Rzecznik Praw Pacjenta Krystyna Barbara Kozłowska proponuje, w liście do Ministra Zdrowia, wprowadzenie nakazu pracy w Polsce dla lekarzy po rezydenturze. Cel jest szczytny, bo chodzi o to, żeby wykształcona w Polsce specjalistyczna kadra medyczna nie wyjeżdżała za granicę.
Jednak byłoby to istotne ograniczenie, które nie jest praktykowane w stosunku do przedstawicieli innych zawodów, którzy również uczą się za darmo, a później spełniają zawodowo za granicą.

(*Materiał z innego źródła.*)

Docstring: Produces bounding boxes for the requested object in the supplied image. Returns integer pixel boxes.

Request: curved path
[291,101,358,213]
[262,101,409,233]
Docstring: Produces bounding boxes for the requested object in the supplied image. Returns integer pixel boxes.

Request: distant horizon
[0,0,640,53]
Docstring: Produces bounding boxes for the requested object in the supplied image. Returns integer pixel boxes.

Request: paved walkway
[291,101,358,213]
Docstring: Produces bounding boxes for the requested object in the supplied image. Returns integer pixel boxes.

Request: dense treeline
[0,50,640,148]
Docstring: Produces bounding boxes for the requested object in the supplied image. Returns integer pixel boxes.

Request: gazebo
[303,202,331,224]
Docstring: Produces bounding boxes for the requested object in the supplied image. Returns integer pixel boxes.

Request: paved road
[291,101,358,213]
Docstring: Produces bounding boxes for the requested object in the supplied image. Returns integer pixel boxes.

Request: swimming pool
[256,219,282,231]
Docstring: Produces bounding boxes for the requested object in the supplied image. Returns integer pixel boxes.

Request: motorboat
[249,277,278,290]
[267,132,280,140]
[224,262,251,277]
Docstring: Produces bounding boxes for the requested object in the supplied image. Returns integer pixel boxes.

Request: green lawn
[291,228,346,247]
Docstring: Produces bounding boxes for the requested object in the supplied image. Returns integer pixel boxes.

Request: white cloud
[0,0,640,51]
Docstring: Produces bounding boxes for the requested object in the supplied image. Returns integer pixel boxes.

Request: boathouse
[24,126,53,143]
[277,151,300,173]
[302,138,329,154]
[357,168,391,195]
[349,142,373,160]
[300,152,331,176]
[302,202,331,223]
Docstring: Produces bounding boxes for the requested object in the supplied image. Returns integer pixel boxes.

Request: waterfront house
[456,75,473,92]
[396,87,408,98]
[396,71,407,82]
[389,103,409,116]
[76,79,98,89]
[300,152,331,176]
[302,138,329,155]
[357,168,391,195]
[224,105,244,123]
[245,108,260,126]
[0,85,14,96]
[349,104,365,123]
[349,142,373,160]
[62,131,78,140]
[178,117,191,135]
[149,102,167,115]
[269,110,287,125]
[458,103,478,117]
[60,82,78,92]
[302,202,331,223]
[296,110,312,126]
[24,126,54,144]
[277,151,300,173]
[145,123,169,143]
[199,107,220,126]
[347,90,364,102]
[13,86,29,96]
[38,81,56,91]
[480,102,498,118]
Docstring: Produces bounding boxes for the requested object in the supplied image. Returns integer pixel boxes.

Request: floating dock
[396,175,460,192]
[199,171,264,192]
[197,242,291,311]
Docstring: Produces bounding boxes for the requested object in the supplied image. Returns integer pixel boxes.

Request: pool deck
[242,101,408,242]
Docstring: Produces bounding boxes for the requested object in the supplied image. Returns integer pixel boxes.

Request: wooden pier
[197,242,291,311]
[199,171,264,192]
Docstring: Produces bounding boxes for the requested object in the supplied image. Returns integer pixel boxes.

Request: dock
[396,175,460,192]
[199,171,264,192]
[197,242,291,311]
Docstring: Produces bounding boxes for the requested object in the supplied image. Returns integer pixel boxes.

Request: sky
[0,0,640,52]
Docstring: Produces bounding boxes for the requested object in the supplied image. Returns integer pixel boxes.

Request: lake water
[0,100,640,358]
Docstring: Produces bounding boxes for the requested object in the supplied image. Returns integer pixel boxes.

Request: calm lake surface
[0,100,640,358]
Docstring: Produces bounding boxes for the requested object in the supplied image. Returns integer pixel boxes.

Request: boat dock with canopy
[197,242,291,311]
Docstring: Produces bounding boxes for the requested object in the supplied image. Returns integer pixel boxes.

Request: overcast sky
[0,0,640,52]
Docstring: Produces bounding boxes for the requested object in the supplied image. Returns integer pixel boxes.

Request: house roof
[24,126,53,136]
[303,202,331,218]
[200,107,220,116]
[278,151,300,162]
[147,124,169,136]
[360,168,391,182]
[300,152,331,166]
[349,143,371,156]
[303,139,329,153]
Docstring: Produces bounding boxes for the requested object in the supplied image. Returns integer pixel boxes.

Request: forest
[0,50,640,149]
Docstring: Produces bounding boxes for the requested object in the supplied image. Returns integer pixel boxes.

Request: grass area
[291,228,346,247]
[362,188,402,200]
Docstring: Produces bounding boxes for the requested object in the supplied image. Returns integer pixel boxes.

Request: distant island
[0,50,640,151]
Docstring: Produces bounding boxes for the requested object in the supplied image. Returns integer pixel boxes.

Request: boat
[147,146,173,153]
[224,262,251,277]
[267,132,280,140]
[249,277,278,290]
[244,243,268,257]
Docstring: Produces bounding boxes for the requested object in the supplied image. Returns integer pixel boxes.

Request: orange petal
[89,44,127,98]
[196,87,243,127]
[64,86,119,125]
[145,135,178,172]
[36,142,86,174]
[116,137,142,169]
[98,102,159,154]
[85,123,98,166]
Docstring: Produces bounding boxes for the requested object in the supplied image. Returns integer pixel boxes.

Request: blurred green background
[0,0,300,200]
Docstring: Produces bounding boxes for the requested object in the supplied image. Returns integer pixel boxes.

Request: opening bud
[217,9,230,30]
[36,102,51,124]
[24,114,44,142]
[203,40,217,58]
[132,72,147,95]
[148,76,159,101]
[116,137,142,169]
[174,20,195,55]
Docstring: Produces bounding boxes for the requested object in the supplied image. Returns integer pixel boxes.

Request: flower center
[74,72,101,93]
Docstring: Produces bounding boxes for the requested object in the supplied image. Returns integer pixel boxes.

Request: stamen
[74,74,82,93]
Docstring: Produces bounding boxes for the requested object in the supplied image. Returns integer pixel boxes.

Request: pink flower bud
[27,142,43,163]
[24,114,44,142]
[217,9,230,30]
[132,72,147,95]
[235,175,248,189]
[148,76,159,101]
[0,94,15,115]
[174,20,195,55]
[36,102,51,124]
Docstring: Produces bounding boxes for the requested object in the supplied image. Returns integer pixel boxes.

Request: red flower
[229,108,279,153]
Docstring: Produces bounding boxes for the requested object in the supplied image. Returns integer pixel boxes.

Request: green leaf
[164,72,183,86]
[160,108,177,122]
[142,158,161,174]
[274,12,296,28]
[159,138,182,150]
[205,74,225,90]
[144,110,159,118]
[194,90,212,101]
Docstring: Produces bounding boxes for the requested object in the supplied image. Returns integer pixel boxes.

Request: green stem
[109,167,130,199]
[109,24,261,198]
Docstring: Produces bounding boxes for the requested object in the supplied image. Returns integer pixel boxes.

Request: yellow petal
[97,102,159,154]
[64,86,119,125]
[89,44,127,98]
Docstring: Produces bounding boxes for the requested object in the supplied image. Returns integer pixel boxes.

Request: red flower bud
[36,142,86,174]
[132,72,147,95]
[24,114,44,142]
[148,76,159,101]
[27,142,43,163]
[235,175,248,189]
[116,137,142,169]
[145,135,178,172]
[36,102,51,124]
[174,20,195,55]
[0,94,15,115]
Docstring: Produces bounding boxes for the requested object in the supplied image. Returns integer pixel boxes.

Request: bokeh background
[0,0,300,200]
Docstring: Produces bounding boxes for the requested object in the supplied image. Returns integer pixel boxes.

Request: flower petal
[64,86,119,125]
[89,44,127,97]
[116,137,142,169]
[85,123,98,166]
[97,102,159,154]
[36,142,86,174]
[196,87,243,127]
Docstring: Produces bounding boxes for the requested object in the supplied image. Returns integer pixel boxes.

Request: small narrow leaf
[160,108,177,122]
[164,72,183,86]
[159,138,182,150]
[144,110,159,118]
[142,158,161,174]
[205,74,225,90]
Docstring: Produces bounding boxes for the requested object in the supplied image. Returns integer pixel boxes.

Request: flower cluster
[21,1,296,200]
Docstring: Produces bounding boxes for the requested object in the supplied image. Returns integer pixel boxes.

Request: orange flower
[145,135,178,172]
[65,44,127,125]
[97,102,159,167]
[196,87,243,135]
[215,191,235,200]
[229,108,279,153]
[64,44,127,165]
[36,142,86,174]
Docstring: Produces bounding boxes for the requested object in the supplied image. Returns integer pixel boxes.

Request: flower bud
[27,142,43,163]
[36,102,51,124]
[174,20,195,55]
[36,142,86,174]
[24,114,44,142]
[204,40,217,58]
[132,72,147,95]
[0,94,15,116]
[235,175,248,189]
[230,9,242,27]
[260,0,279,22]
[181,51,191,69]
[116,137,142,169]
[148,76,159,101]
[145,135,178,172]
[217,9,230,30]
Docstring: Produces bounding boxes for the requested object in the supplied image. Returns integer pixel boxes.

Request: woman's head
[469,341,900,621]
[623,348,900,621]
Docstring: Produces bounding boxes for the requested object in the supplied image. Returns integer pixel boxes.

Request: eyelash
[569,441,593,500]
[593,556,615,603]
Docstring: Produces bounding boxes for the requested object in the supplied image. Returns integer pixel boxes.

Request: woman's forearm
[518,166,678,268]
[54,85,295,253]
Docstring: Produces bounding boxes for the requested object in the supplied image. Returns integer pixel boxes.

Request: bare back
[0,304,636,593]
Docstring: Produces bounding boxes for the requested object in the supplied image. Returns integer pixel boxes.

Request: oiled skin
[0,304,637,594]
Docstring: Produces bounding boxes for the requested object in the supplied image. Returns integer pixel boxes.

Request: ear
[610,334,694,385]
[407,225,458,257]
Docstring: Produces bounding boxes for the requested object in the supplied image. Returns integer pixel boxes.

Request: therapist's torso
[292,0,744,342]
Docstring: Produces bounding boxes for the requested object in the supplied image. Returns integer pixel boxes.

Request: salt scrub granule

Rozwiązanie proponowane przez RPP nie ogranicza się tylko do nakazu pracy na terenie Polski. Taki obowiązek miałby być spełniany w ramach systemu ubezpieczenia społecznego, co oznacza, że lekarz po rezydenturze nie mógłby pracować w ramach własnej prywatnej praktyki, czy w prywatnej przychodni, szpitalu, które nie mają podpisanej umowy z NFZ.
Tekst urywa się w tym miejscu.